Es pedregoso, curvado
y, muy cuesta arriba, el camino que han de seguir los justos para ser justos
con los justos. Un camino en el que lo primero en lo que se ha de pensar es en
el respeto, el afecto, la memoria,... Tal vez, quién sabe, ese camino ha de tomarlo
uno desde el mismo suelo de partida. Sí, quizá, desde la tierra propia, desde
ese pedazo inerte de asfaltos y farolas que le vio nacer y que al tiempo es el
mismo de la gente que alberga todos sus afectos y admiraciones.
Reconozco en mi pasado
más reciente una reconciliación maravillosa con todas y cada una de las piedras
que conforman esta tierra mía. Quiero pensar que he iniciado el camino de los
justos. Uno es feliz cuando aprende, pocas cosas pueden ser tan gozosas en el
plazo largo de la vida.
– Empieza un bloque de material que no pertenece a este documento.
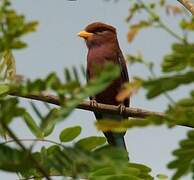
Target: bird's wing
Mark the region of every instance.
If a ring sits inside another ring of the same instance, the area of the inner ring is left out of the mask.
[[[124,58],[124,56],[123,56],[120,49],[119,49],[119,52],[118,52],[118,61],[119,61],[119,65],[120,65],[120,68],[121,68],[122,79],[125,82],[128,82],[129,81],[129,76],[128,76],[128,71],[127,71],[127,66],[126,66],[125,58]]]
[[[118,51],[118,64],[120,65],[121,79],[123,80],[123,83],[129,82],[129,75],[128,75],[128,71],[127,71],[127,65],[126,65],[125,58],[124,58],[120,48],[119,48],[119,51]],[[126,98],[123,103],[126,107],[129,107],[130,97]]]

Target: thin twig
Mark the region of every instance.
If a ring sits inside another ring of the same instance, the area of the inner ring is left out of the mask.
[[[51,143],[51,144],[55,144],[55,145],[58,145],[58,146],[61,146],[62,148],[64,148],[65,146],[61,143],[58,143],[56,141],[52,141],[52,140],[49,140],[49,139],[18,139],[20,142],[46,142],[46,143]],[[8,143],[13,143],[13,142],[16,142],[14,139],[10,139],[10,140],[7,140],[7,141],[4,141],[1,144],[8,144]]]
[[[57,96],[54,96],[54,95],[43,95],[43,94],[33,95],[33,94],[30,94],[30,95],[24,96],[24,95],[20,95],[17,93],[10,93],[10,95],[17,96],[17,97],[23,97],[23,98],[27,98],[27,99],[33,99],[33,100],[42,101],[42,102],[47,102],[50,104],[60,106],[59,98]],[[130,108],[126,107],[125,110],[120,112],[120,108],[118,106],[101,104],[101,103],[97,103],[97,106],[92,106],[89,101],[83,101],[82,103],[80,103],[77,106],[77,108],[87,110],[87,111],[96,111],[96,112],[101,112],[101,113],[117,114],[117,115],[122,115],[125,117],[146,118],[149,116],[159,116],[159,117],[165,118],[165,114],[162,112],[148,111],[145,109],[132,108],[132,107],[130,107]],[[177,125],[193,128],[193,126],[189,125],[189,124],[177,124]]]
[[[59,98],[54,95],[29,94],[29,95],[24,96],[24,95],[20,95],[17,93],[11,93],[10,95],[17,96],[17,97],[23,97],[27,99],[33,99],[37,101],[43,101],[43,102],[47,102],[47,103],[58,105],[58,106],[61,105]],[[77,106],[77,108],[87,110],[87,111],[98,111],[102,113],[111,113],[111,114],[117,114],[117,115],[120,114],[125,117],[128,116],[128,117],[145,118],[145,117],[153,116],[153,115],[160,116],[160,117],[165,116],[164,113],[161,113],[161,112],[148,111],[145,109],[132,108],[132,107],[125,108],[124,111],[120,112],[120,108],[118,106],[101,104],[101,103],[98,103],[97,106],[92,106],[89,101],[83,101]]]
[[[177,0],[180,2],[192,15],[194,15],[194,3],[190,0]]]

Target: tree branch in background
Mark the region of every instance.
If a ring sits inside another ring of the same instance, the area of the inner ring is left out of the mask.
[[[186,9],[190,11],[192,15],[194,15],[194,3],[191,0],[178,0]]]
[[[17,93],[10,93],[12,96],[17,96],[17,97],[23,97],[27,99],[33,99],[37,101],[42,101],[54,105],[60,106],[60,101],[57,96],[54,95],[20,95]],[[120,108],[118,106],[114,105],[107,105],[107,104],[101,104],[98,103],[97,106],[93,107],[89,101],[83,101],[81,104],[77,106],[78,109],[83,109],[87,111],[98,111],[101,113],[111,113],[111,114],[117,114],[117,115],[123,115],[127,117],[135,117],[135,118],[146,118],[149,116],[159,116],[162,118],[165,118],[165,114],[162,112],[155,112],[155,111],[148,111],[145,109],[141,108],[125,108],[124,111],[120,112]],[[178,124],[180,126],[185,126],[185,127],[192,127],[188,124]]]

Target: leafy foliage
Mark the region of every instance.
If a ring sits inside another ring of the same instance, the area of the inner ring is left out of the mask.
[[[173,155],[176,157],[175,160],[168,164],[170,169],[175,169],[176,172],[173,175],[172,179],[176,180],[186,175],[188,173],[192,174],[194,177],[193,171],[193,159],[194,159],[194,131],[191,130],[187,134],[187,138],[180,141],[180,147],[173,151]]]
[[[36,30],[37,21],[26,22],[24,15],[19,15],[10,6],[8,0],[2,0],[0,4],[0,52],[26,47],[26,43],[20,38]]]

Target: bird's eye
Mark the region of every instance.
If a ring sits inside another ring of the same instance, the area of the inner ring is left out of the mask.
[[[106,30],[104,30],[104,29],[96,29],[93,33],[95,33],[95,34],[101,34],[101,33],[103,33],[103,32],[105,32]]]

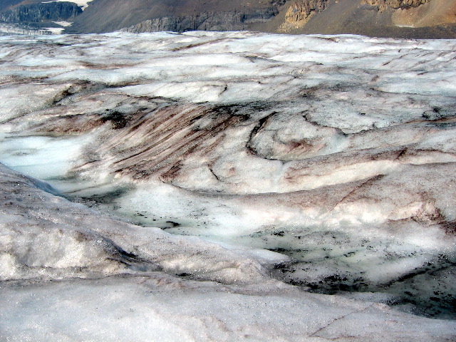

Y así es como considero que he ganado en esta extraña
reconciliación. He aprendido que mi tierra es tan increíble como la tierra de
aquellos otros de más allá; que las fiestas de mi tierra son tan alegres como
pueden serlo en cualquier otra tierra; y he aprendido que en mi tierra abundan
tanto los justos como los necios y que, así mismo, es como ocurre en otras
tierras que no son la mía. He aprendido a querer a mi tierra por la vía
dolorosa del alejamiento y de la soledad.
Pero no puede ser el
amor a la tierra propia como el amor injusto de la madre al hijo. Ha de amarse
a la tierra pretendiendo el bien de la misma sobre el resto de las cosas. Sobre
la tradición incluso. Porque el futuro es algo que comienza de forma tan
inmediata, hacer una revisión, una crítica desde el más profundo cariño, no ha
de suponer, a la tierra misma, un foco de reproches hacia quien sólo pretende
-equivocado o no- hacer de la tierra, digna de un sano orgullo de sus
habitantes.
La ciudad de Cádiz así
como las ciudades vecinas no son un carnaval. El carnaval es parte importante;
más que eso, mucho más que eso. A cualquiera que se le hablase de Cádiz, de
forma automática, sale raudo al paso de una exhibición de conocimiento con el
tópico del chirigotero como paradigma exacto del gaditano medio. Y es por esto que digo que
la ciudad de Cádiz y vecinas no son un carnaval pese a ser el carnaval una
fiesta importante y divertida y peculiar.
Por este tipo de
críticas uno puede recibir -y de hecho ha recibido- el más ridículo de los
linchamientos por parte de la gente que aprecia, que admira, que ama como se
ama a aquellas cosas que forman parte de la vida de uno y que por ello son
merecedoras de amor. De repente, en la red social común, uno se expone a que
todas esas iras reprimidas por todas las íntimas miserias le hagan sentir un
gaditano de mala calidad, un melón que salió amargo. Y bueno, yo no me
considero tan amargo. Quizá sí un poco melón, pero no precisamente amargo. Y
aunque uno quisiera obviar todas estas historias de relativa importancia,
también piensa que el camino de los justos tiene un inicio y que quisiera tal
vez emprender la marcha y que ésta tiene su origen en la tierra propia. ¿Cómo
arrancar pues si ya uno es considerado -o se siente considerado- un melón del
huerto que ha salido amargo?
Pocos son conscientes
de que mi amor por mi tierra, mi amor por Cádiz, pasa de largo el sentimiento
común generalizado, llegando a un nivel muy cercano al espiritual. Pocos son
conscientes de lo que significa para mí regresar a estos suelos después de
mucho tiempo viviendo de lo que le queda de la nostalgia por la tierra que lo
vio partir.
Gaditano de mala calidad. Gaditano de mala calidad. En fin.